Small businesses routinely face compliance issues relating to federal and state regulations, business ethics, employee conduct and adherence to business standards. Although well-written policies and standard operating procedures are helpful for communicating good intentions, the absence of an effective system for measuring performance means you may be leaving compliance up to chance. One way to assess the success of business programs and policies is to incorporate a set of quantitative performance metrics called key performance indicators.
The goals of KPI compliance are to assess whether business programs and policies are accomplishing their stated objectives, identify areas in need of improvement and provide ways to control and monitor employee performance. In addition, insisting on KPI compliance demonstrates your business’s intent to establish an environment of accountability. Meeting these objectives requires process, activities and outcome KPIs. Process KPIs assess business policies, activities KPIs assess compliance-related activities and outcome KPIs assess whether KPI compliance is yielding positive results. All three are vital because taking steps such as creating clear business policy and providing employees with initial and ongoing training doesn’t necessarily mean you’ll achieve 100 percent compliance.

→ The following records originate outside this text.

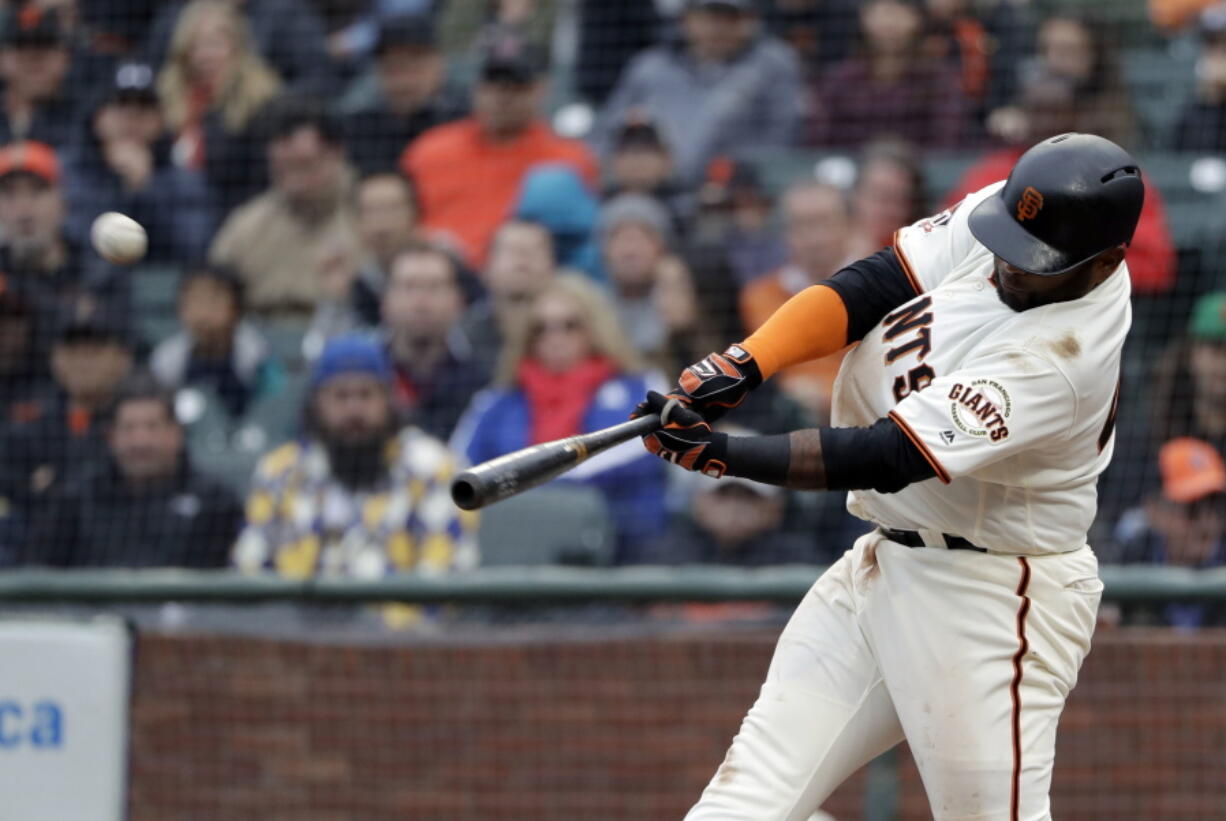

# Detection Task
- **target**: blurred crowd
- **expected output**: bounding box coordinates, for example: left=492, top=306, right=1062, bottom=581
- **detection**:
left=0, top=0, right=1226, bottom=624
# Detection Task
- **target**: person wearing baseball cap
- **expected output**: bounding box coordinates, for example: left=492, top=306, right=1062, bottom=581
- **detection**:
left=595, top=0, right=805, bottom=185
left=65, top=61, right=212, bottom=262
left=25, top=373, right=243, bottom=567
left=603, top=110, right=698, bottom=228
left=233, top=335, right=477, bottom=578
left=345, top=15, right=467, bottom=174
left=0, top=1, right=80, bottom=148
left=0, top=298, right=135, bottom=536
left=400, top=28, right=598, bottom=268
left=0, top=141, right=125, bottom=350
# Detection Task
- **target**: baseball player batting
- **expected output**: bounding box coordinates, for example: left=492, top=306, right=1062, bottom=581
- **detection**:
left=636, top=134, right=1144, bottom=821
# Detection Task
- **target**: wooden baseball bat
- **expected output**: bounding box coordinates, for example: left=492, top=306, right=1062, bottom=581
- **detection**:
left=451, top=414, right=676, bottom=510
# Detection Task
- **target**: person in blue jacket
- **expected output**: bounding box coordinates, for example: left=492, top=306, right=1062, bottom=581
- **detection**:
left=451, top=274, right=666, bottom=562
left=514, top=163, right=606, bottom=281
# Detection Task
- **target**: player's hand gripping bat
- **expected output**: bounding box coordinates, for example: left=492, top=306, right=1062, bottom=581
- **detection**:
left=451, top=399, right=678, bottom=510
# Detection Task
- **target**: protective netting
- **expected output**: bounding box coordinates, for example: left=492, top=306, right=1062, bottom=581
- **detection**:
left=0, top=0, right=1226, bottom=819
left=0, top=0, right=1226, bottom=585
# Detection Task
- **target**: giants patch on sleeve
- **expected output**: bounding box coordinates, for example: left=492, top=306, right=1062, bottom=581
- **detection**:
left=949, top=379, right=1013, bottom=442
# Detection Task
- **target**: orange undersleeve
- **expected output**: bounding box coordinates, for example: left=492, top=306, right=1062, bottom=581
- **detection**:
left=741, top=286, right=847, bottom=379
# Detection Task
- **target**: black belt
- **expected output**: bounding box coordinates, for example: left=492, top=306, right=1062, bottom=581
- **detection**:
left=877, top=527, right=988, bottom=553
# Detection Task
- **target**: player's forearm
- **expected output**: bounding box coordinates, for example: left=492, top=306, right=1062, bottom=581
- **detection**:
left=727, top=419, right=935, bottom=493
left=742, top=248, right=916, bottom=379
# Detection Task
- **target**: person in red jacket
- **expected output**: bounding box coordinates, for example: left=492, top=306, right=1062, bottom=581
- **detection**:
left=400, top=33, right=597, bottom=271
left=945, top=77, right=1176, bottom=295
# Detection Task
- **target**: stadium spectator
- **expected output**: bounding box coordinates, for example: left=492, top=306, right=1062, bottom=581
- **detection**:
left=1152, top=292, right=1226, bottom=453
left=851, top=140, right=926, bottom=260
left=603, top=112, right=698, bottom=234
left=381, top=243, right=490, bottom=440
left=461, top=219, right=558, bottom=370
left=1173, top=2, right=1226, bottom=153
left=595, top=0, right=803, bottom=186
left=810, top=0, right=970, bottom=148
left=642, top=473, right=814, bottom=567
left=401, top=27, right=596, bottom=268
left=0, top=300, right=135, bottom=536
left=150, top=0, right=281, bottom=216
left=436, top=0, right=562, bottom=65
left=233, top=336, right=477, bottom=578
left=0, top=283, right=50, bottom=430
left=352, top=170, right=417, bottom=327
left=988, top=12, right=1137, bottom=147
left=146, top=0, right=332, bottom=94
left=26, top=375, right=243, bottom=567
left=600, top=194, right=728, bottom=373
left=0, top=2, right=80, bottom=149
left=763, top=0, right=858, bottom=77
left=210, top=98, right=359, bottom=316
left=311, top=0, right=434, bottom=65
left=741, top=180, right=853, bottom=420
left=150, top=266, right=284, bottom=419
left=64, top=62, right=212, bottom=262
left=600, top=194, right=704, bottom=368
left=1146, top=0, right=1221, bottom=34
left=345, top=17, right=465, bottom=174
left=945, top=75, right=1177, bottom=295
left=923, top=0, right=990, bottom=112
left=511, top=163, right=603, bottom=278
left=1112, top=436, right=1226, bottom=627
left=0, top=142, right=128, bottom=328
left=451, top=274, right=664, bottom=562
left=688, top=159, right=787, bottom=289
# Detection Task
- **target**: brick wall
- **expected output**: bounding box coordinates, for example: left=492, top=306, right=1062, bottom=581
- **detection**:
left=130, top=630, right=1226, bottom=821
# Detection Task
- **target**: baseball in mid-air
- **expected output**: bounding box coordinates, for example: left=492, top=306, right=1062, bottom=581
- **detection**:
left=89, top=211, right=150, bottom=265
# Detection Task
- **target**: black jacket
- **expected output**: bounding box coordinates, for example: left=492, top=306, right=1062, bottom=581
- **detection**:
left=64, top=125, right=213, bottom=265
left=0, top=395, right=107, bottom=522
left=25, top=460, right=243, bottom=567
left=345, top=92, right=467, bottom=174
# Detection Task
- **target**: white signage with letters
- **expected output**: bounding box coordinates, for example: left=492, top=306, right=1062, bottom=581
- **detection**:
left=0, top=618, right=132, bottom=821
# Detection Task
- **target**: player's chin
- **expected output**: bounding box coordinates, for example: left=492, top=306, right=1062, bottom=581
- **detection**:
left=992, top=282, right=1034, bottom=314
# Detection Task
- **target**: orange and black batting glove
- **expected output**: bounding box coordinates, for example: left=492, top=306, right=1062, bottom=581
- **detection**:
left=635, top=391, right=728, bottom=478
left=669, top=344, right=763, bottom=422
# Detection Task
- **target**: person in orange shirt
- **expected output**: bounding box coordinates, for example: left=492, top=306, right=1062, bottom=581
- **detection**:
left=400, top=33, right=597, bottom=271
left=741, top=180, right=852, bottom=420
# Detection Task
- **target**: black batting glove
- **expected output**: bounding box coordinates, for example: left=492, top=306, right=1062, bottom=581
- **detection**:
left=669, top=346, right=763, bottom=422
left=635, top=391, right=728, bottom=478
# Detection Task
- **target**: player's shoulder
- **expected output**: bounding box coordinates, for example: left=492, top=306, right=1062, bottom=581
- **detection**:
left=405, top=118, right=476, bottom=163
left=894, top=180, right=1004, bottom=284
left=992, top=300, right=1129, bottom=395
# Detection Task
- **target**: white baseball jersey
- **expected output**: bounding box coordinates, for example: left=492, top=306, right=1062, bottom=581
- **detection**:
left=832, top=183, right=1132, bottom=555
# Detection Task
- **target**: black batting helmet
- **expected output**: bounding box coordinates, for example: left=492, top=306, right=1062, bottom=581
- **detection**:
left=970, top=134, right=1145, bottom=276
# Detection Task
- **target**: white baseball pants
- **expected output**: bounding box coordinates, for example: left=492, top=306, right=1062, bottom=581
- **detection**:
left=687, top=532, right=1102, bottom=821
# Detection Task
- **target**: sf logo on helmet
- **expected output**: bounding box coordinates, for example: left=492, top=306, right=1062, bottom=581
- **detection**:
left=1018, top=185, right=1043, bottom=222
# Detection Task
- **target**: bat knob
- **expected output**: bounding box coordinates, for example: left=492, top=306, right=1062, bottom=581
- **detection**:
left=660, top=398, right=682, bottom=425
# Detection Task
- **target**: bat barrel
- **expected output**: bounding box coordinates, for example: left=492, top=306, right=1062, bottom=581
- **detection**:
left=451, top=417, right=660, bottom=510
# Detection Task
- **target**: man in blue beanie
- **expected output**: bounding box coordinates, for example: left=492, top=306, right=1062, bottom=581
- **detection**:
left=234, top=335, right=477, bottom=578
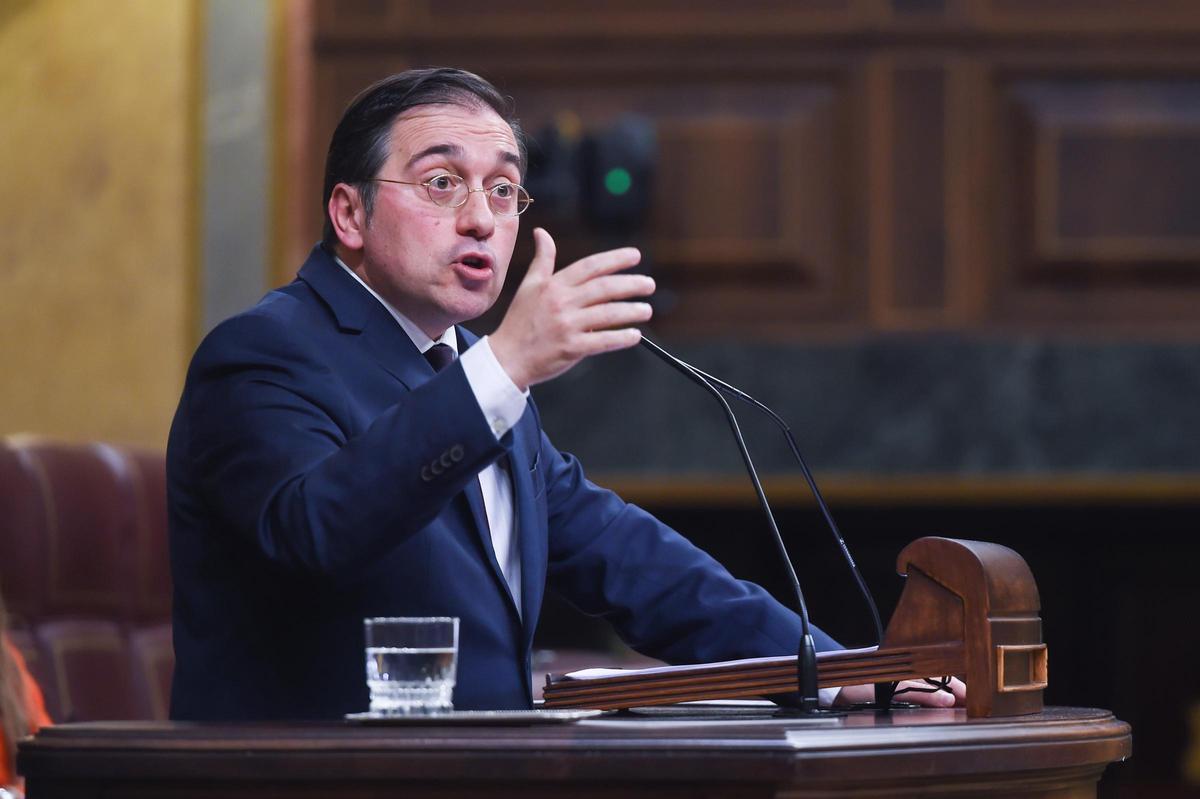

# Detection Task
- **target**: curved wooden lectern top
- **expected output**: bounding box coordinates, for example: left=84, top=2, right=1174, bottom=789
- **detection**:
left=542, top=537, right=1046, bottom=717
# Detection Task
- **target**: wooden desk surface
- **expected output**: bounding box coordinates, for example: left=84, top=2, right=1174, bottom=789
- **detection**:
left=19, top=708, right=1132, bottom=799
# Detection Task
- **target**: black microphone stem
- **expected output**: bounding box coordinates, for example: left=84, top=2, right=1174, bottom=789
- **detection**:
left=642, top=336, right=883, bottom=645
left=642, top=336, right=820, bottom=713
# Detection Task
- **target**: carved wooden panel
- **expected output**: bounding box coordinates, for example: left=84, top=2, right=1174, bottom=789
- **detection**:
left=294, top=0, right=1200, bottom=337
left=995, top=72, right=1200, bottom=330
left=965, top=0, right=1200, bottom=36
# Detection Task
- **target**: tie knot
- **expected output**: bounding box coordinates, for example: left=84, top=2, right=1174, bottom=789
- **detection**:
left=425, top=344, right=458, bottom=372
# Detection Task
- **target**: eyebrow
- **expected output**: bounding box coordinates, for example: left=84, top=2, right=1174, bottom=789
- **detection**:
left=406, top=144, right=521, bottom=168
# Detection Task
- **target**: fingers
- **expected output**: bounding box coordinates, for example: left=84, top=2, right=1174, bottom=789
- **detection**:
left=559, top=247, right=642, bottom=286
left=576, top=275, right=655, bottom=307
left=575, top=302, right=654, bottom=328
left=584, top=328, right=642, bottom=355
left=526, top=228, right=558, bottom=280
left=896, top=679, right=966, bottom=708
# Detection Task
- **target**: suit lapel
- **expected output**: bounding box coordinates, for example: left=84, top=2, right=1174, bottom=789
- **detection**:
left=509, top=410, right=547, bottom=645
left=300, top=245, right=433, bottom=389
left=299, top=246, right=528, bottom=614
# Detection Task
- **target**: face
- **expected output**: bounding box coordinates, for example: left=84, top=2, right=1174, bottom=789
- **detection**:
left=343, top=106, right=521, bottom=338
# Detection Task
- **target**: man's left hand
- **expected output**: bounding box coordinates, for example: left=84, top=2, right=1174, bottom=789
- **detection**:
left=833, top=677, right=967, bottom=708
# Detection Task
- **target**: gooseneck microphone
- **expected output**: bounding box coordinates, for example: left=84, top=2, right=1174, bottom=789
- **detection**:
left=642, top=336, right=883, bottom=645
left=642, top=336, right=822, bottom=714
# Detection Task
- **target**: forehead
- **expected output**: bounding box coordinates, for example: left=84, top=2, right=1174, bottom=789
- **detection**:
left=391, top=104, right=517, bottom=167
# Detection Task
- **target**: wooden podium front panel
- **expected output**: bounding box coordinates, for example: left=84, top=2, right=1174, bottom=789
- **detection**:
left=18, top=708, right=1130, bottom=799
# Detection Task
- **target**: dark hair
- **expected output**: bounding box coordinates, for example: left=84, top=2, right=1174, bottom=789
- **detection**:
left=320, top=67, right=526, bottom=252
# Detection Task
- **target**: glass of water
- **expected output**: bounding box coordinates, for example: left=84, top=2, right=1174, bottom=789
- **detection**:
left=362, top=617, right=458, bottom=715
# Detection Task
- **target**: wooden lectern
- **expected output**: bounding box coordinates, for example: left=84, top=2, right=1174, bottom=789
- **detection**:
left=18, top=539, right=1132, bottom=799
left=544, top=537, right=1046, bottom=717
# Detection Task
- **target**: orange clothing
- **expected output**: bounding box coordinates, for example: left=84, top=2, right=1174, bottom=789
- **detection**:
left=0, top=637, right=50, bottom=787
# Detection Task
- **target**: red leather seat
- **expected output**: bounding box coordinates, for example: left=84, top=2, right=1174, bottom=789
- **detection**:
left=0, top=437, right=173, bottom=722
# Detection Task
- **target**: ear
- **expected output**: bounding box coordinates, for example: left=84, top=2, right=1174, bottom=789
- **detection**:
left=328, top=184, right=367, bottom=250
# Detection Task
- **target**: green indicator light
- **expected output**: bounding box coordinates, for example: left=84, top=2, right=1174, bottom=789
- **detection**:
left=604, top=167, right=634, bottom=197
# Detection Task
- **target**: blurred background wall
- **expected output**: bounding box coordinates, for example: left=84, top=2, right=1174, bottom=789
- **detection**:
left=0, top=0, right=1200, bottom=797
left=0, top=0, right=198, bottom=446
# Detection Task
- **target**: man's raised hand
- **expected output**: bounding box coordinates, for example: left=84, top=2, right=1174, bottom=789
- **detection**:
left=488, top=228, right=654, bottom=391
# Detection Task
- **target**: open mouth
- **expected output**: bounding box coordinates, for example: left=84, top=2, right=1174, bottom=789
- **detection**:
left=455, top=253, right=492, bottom=280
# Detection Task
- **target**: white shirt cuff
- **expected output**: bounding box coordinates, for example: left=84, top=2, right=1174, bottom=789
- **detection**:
left=460, top=336, right=529, bottom=439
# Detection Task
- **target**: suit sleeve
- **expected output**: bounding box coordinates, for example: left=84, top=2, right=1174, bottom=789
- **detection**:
left=168, top=314, right=503, bottom=579
left=541, top=427, right=841, bottom=663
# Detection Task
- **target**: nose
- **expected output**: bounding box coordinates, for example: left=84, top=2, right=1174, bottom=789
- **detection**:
left=456, top=188, right=496, bottom=239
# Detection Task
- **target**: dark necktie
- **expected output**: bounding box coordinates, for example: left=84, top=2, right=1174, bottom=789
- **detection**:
left=425, top=344, right=490, bottom=533
left=425, top=344, right=458, bottom=372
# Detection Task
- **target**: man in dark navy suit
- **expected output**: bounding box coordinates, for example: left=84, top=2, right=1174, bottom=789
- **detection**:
left=167, top=70, right=953, bottom=720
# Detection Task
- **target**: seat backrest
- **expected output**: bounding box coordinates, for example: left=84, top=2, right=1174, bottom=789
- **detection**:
left=0, top=437, right=173, bottom=722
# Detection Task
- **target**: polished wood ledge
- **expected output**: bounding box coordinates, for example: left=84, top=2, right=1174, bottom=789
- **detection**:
left=19, top=708, right=1132, bottom=799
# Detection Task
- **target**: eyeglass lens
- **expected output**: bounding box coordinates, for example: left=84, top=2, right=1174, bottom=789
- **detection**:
left=426, top=175, right=529, bottom=216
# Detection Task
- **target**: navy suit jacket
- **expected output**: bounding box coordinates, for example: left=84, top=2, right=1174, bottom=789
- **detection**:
left=167, top=247, right=836, bottom=720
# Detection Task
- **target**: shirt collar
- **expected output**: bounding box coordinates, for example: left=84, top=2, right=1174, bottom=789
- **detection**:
left=334, top=256, right=458, bottom=353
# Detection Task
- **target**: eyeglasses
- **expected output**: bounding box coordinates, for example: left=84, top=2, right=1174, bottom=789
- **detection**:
left=370, top=174, right=533, bottom=216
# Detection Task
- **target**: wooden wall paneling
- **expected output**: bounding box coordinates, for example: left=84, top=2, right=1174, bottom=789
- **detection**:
left=994, top=66, right=1200, bottom=332
left=494, top=72, right=854, bottom=332
left=965, top=0, right=1200, bottom=37
left=884, top=62, right=948, bottom=326
left=944, top=55, right=992, bottom=329
left=318, top=0, right=887, bottom=43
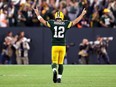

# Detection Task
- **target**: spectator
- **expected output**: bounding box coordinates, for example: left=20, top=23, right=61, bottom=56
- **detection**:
left=13, top=32, right=30, bottom=64
left=78, top=39, right=90, bottom=64
left=0, top=10, right=8, bottom=27
left=94, top=36, right=113, bottom=64
left=100, top=8, right=113, bottom=27
left=2, top=32, right=13, bottom=64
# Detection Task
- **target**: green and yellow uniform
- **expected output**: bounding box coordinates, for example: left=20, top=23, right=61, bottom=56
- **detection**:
left=47, top=20, right=72, bottom=64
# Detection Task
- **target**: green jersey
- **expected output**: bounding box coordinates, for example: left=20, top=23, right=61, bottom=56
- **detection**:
left=47, top=20, right=72, bottom=46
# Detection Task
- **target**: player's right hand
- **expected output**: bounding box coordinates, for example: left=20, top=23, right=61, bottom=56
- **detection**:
left=82, top=8, right=87, bottom=15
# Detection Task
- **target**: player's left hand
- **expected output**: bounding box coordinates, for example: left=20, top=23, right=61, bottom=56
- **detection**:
left=82, top=8, right=87, bottom=15
left=32, top=6, right=39, bottom=15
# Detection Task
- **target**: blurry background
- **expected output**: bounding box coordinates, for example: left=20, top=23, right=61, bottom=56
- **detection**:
left=0, top=0, right=116, bottom=64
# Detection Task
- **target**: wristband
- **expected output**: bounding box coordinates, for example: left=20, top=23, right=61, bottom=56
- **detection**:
left=37, top=15, right=42, bottom=20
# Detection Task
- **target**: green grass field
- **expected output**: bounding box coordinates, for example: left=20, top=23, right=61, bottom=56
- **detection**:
left=0, top=65, right=116, bottom=87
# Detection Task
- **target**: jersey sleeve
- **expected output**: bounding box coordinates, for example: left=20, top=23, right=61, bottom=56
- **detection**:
left=46, top=20, right=52, bottom=27
left=66, top=21, right=72, bottom=29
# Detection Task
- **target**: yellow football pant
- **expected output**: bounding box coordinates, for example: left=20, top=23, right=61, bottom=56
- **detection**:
left=52, top=46, right=66, bottom=64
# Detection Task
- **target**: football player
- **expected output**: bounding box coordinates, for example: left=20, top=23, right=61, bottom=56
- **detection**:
left=33, top=7, right=86, bottom=83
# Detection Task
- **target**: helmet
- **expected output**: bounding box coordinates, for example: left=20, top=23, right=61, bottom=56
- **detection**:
left=55, top=11, right=64, bottom=20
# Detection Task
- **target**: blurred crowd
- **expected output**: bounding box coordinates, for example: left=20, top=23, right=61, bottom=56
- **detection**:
left=78, top=36, right=113, bottom=64
left=0, top=0, right=116, bottom=28
left=0, top=31, right=30, bottom=64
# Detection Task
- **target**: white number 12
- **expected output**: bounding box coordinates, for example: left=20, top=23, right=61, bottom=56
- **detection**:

Although KPI compliance can be incorporated into most aspects of a business, they most often apply in revenue generation, cost control, process improvement and customer satisfaction areas of a business. In addition, while KPIs often reflect best practice recommendations, they can consider anything a business chooses to measure. In fact, the key to using KPIs effectively is to be selective. The most useful are those your business requires either in making important business decisions or in shaping and driving appropriate employee behavior.
Program and policy objectives determine what constitutes an effective KPI. In general, each KPI chosen should relate directly to a specific objective and benchmark measurement. For example, in a retail business, employee performance and good customer service are often among the most important business objectives. KPIs relating to employee performance might include average time to complete a task such as stocking shelves, and the percentage of processes, such as checking customers out at the register, where task completion falls within 5 percent -- plus or minus -- of a predetermined completion range. Customer service KPIs might include number of customer complaints, number of escalations and customer ratings of service.
Regularly scheduled KPI compliance assessment audits are vital to assessing the overall effectiveness of a business’s compliance practices and protocols. Calculating and comparing KPI measurements against a preset benchmark provides information the auditor needs to determine whether the policy or action being examined complies with established standards. The ratio of compliant to non-compliant processes and actions becomes the basis for determining whether the business’s policies and standard operating procedures are effective or whether they require further attention and modification.